Outre le Hamas dans la bande de Gaza, les rebelles houthis au Yémen et des milices en Irak, Téhéran soutient militairement et financièrement le Hezbollah, un mouvement islamiste créé en 1982 avec l'aide de la République islamique et bras armé de l'Iran au Liban.
« Si cette politique se poursuit, je ne pense pas qu'elle sera correcte », avait déclaré le chef de la diplomatie turque, accusant l'Iran de vouloir « créer le désordre » dans la région. « Les intérêts communs des deux pays et la sensibilité des conditions régionales exigent que l'on évite les propos déplacés et les analyses illusoires », a commenté dans un communiqué publié lundi soir un responsable du ministère iranien des Affaires étrangères, Mahmoud Heydari.

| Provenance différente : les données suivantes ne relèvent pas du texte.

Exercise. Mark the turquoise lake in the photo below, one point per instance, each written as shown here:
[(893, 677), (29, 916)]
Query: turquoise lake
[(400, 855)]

De telles déclarations « risquent d'entraîner des divergences et des tensions dans les relations bilatérales », a mis en garde ce responsable lors d'un « entretien » lundi avec l'ambassadeur de Turquie en Iran, Hicabi Kirlangic.
Plusieurs médias iraniens parlent d'une « convocation ». L'Iran et la Turquie ont des liens historiques très anciens. Mais les deux pays ont des visions différentes sur la situation régionale, en particulier sur la Syrie.

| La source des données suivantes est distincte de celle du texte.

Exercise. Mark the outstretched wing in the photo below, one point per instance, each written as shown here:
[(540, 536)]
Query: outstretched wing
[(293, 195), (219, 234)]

La Syrie de Bachar el-Assad a été pendant des décennies un proche allié de Téhéran et un membre clé de son « axe de la résistance », qui réunit autour de la République islamique des groupes armés unis dans leur opposition à Israël.

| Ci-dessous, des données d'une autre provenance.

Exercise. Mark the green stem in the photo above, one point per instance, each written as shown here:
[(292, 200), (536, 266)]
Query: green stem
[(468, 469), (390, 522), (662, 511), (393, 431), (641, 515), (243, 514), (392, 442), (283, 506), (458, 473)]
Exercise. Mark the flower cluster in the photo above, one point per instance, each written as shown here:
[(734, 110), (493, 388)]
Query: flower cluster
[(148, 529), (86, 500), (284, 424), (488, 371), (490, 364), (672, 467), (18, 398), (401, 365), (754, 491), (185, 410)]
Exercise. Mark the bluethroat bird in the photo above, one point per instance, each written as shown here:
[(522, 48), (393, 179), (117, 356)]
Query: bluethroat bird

La Turquie a été pour sa part un soutien aux rebelles du groupe islamiste sunnite radical Hayat Tahrir al-Cham (HTC), l'ancienne branche syrienne d'Al-Qaïda, qui a renversé en décembre Bachar al-Assad.
Lundi, le porte-parole de la diplomatie iranienne, Esmaïl Baghaï, a souligné lors d'un point presse « la grande importance » des relations entre son pays et la Turquie. Mais, avait-il ajouté, « ce n'est un secret pour personne qu'il existe depuis longtemps des divergences d'opinions avec la Turquie sur certains dossiers régionaux ».